Bu gün ne hikmetse gözümü açar açmaz aklıma Manila geldi. Yani Filipinler’in başkenti ve benim bir sonraki durağım. Uçak bileti bulur muyum? Bilet fiyatı artar mı, Tokyo bileti gibi son dakikaya bırakırsam sorun yaşar mıyım? Gibi sorulara cevap ararken uykum kaçtı. Kalktım, internetten Manila’ya uçak bileti aldım. Bütün soruları cevaplamış oldum. 15 ekim öğlen saat 12:00 de uçak kalkıyor. Tokyo aktarmalı bilet 848 tl. Güneye inmek için önce kuzeye gideceğim sonra güneye ineceğim öylesi daha ucuz oluyor. Bu hava yollarına akıl sır ermiyor.
Kafam rahatladı. 12 gibi dışarıya çıktım. Normalde bu gün tayfun öncesi yağmurun başlaması gerekiyordu. O yüzden Hiroşima’nın bir adası olan Miyajima’ya gitmedim. Ama damla damlamıyor. Tayfun alarmı bütün planlarımı değiştiriyor.
Bu gün genel anlamda park ve şehir gezmesi yapacağım. İlk olarak Shukkeien parkına gittim. Shukkeien parkı, 1620 yılında yapılan ve zamanla büyütülen tipik Japon stili parkların önde gelenlerinden. Hiroşima’da her tarihi, turistik yerler de olduğu gibi burası da 1945 yılından sonra restore edilmiş. Burada bu tür eskiden kalmış parkların, binaların caddelerin önünde 1945 ağustosunun bir resmi konulmuş.



Küçük adaları, göletleri, çay seremoni yerleri, köprüleri ile oldukça güzel bir yer.

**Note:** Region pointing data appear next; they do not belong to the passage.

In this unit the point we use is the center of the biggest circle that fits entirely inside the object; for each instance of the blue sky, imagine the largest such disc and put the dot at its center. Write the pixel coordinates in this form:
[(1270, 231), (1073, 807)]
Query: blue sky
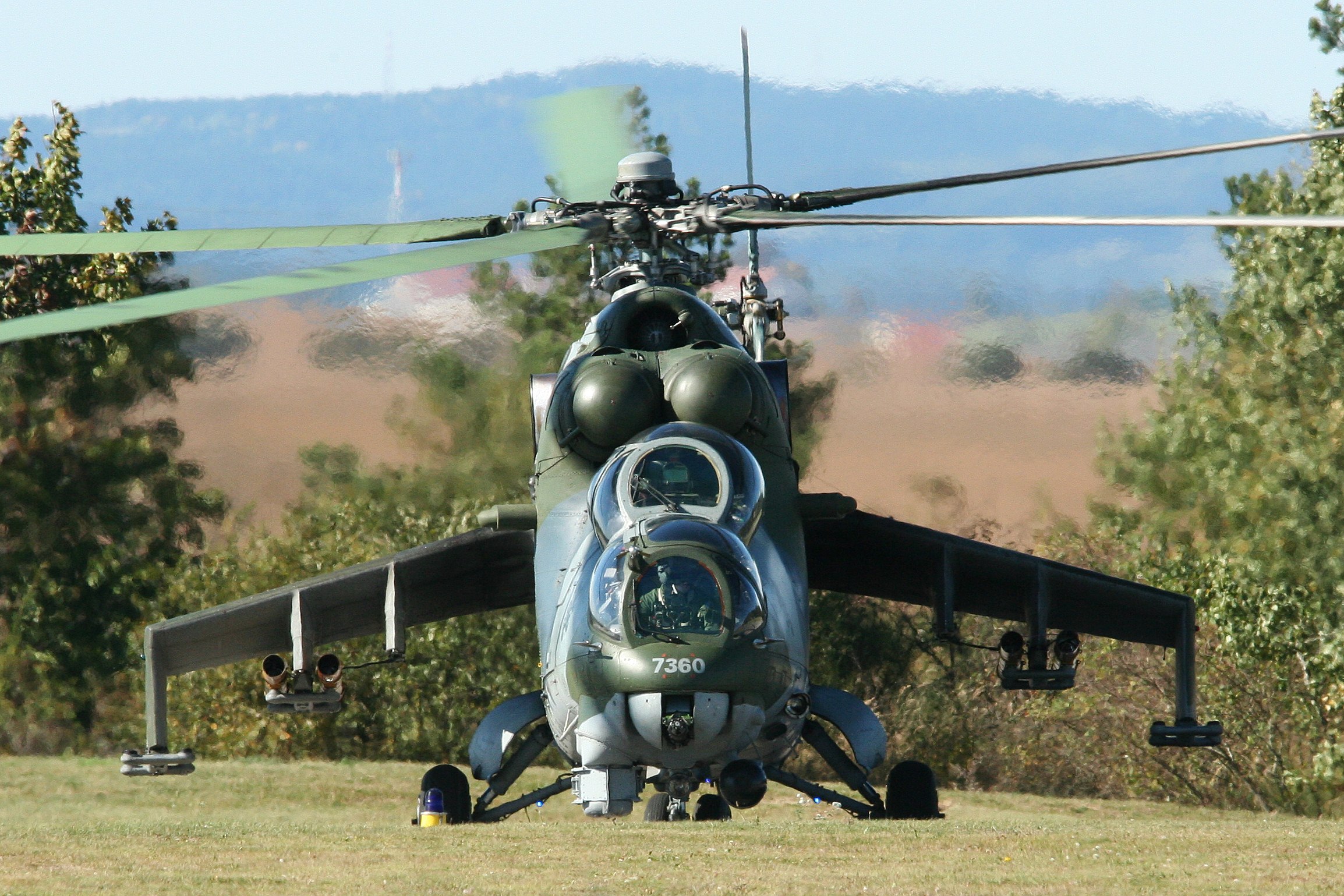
[(1186, 55)]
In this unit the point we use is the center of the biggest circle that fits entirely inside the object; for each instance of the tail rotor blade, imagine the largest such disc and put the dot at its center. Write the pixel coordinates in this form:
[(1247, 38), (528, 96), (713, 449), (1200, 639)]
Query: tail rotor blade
[(86, 317), (585, 133)]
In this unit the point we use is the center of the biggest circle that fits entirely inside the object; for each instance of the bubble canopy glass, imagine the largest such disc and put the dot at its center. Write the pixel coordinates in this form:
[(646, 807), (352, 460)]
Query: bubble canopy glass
[(678, 468), (677, 577)]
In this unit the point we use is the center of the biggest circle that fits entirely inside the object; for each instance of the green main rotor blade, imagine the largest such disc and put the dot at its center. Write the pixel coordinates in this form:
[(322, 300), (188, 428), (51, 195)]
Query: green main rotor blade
[(191, 241), (585, 133), (774, 219), (73, 320)]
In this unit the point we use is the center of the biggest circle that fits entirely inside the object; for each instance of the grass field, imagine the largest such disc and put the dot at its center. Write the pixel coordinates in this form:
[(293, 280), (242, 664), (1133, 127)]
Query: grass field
[(343, 829)]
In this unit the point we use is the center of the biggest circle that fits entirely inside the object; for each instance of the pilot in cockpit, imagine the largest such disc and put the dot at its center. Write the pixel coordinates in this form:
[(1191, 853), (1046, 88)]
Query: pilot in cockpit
[(679, 594)]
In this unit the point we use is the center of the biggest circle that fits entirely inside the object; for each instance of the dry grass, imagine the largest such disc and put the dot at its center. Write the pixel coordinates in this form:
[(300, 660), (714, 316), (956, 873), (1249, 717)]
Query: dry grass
[(75, 825)]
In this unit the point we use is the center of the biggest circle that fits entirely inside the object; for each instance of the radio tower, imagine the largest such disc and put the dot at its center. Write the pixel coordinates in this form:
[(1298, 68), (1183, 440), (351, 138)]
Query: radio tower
[(395, 204)]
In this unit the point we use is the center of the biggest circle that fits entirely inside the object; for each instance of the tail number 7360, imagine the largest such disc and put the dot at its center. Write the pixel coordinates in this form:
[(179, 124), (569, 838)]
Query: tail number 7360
[(667, 665)]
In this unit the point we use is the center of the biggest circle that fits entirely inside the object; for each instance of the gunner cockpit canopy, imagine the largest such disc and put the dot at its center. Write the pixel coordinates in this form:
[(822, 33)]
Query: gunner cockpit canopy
[(678, 577)]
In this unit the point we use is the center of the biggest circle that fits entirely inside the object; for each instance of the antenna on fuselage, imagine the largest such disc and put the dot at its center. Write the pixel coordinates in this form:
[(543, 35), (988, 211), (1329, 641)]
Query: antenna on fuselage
[(756, 308), (753, 245)]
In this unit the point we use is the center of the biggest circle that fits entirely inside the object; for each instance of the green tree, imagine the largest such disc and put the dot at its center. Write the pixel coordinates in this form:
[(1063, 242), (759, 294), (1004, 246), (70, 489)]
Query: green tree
[(1237, 479), (93, 501)]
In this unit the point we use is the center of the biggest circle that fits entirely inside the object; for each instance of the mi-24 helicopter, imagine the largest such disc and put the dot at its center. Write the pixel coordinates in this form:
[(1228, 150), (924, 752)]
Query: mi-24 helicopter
[(669, 550)]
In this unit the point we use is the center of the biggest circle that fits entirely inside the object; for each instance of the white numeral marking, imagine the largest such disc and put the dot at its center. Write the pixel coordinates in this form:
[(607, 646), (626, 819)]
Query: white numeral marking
[(669, 665)]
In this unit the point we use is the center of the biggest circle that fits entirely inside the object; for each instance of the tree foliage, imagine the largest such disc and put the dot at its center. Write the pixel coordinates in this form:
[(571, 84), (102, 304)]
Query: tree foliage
[(93, 501), (1237, 479)]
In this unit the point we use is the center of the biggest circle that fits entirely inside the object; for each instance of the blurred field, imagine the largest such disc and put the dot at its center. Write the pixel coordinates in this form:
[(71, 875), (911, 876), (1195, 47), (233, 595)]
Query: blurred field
[(264, 827), (904, 440)]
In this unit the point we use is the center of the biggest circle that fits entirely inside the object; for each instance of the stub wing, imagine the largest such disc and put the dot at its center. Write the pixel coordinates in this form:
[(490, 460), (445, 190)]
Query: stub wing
[(878, 557), (472, 573)]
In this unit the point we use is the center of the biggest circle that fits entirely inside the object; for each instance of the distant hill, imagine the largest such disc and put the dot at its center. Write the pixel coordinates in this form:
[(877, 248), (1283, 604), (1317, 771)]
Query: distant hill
[(293, 160)]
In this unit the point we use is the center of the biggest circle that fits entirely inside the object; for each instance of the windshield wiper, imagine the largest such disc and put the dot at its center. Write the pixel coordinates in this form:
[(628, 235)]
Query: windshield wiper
[(664, 639), (664, 500)]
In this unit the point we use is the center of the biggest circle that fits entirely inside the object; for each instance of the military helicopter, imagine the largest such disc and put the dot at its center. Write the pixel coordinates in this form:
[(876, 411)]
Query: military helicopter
[(669, 548)]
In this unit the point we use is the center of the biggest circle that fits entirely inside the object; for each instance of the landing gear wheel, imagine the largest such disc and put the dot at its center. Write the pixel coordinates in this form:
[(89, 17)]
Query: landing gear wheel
[(911, 792), (656, 808), (713, 808), (457, 792)]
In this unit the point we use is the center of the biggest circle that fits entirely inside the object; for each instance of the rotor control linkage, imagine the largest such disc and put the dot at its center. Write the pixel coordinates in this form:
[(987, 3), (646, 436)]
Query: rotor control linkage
[(848, 770), (853, 806), (510, 771)]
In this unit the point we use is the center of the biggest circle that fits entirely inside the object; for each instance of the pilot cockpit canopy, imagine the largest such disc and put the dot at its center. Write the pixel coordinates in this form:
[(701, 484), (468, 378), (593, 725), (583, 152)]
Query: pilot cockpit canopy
[(681, 469)]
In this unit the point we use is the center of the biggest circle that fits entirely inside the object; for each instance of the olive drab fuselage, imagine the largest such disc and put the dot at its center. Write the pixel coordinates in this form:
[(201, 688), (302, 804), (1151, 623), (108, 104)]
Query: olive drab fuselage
[(664, 479)]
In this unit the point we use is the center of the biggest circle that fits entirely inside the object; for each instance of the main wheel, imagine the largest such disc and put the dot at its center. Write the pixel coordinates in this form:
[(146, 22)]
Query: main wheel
[(656, 808), (911, 792), (713, 808), (457, 792)]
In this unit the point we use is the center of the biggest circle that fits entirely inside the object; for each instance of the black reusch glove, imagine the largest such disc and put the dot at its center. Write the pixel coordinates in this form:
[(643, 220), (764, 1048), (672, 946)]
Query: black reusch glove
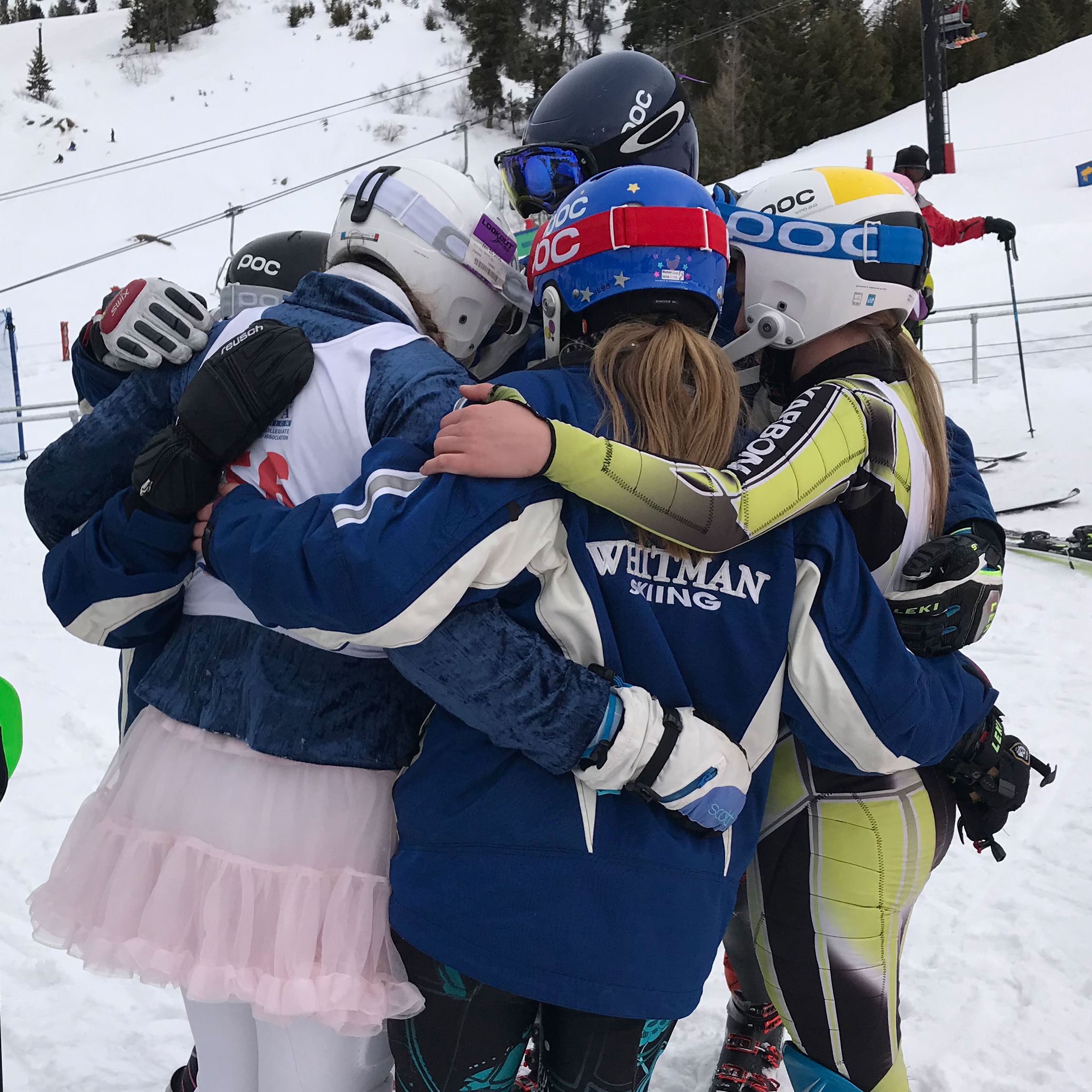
[(237, 393), (991, 772), (1005, 230), (959, 584)]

Benim tabi ki en çok beğendiğim yer bambu koruluğu oldu. Ben de pandalar gibi bambulara bayılıyorum.





Oradan şehrin en güneyindeki Hijiyama parkına yürüdüm. Mesafe şehrin bir ucundan diğer ucu ama şehir minyatür olunca hemen gidiliyor. Bol miktarda köprüden, nehirden geçtikten sonra parka vardım. Köprü ve nehir detaylarına gireyim mi diye düşündüm ama elimdeki, sırf gezilecek yerleri gösteren turistik şehir merkezi haritasında 28 köprü ve 8 nehir var. O yüzden nehir ve köprü detaylarına girmekten vazgeçtim. Ama şunu söyleyebilirim. Şehrin en önemli iki nehri Honkawa River ve Kyobashi-gawa River, en büyük iki köprüsü Aioi-Bashi Bridge ve Inari-Ohashi Brige.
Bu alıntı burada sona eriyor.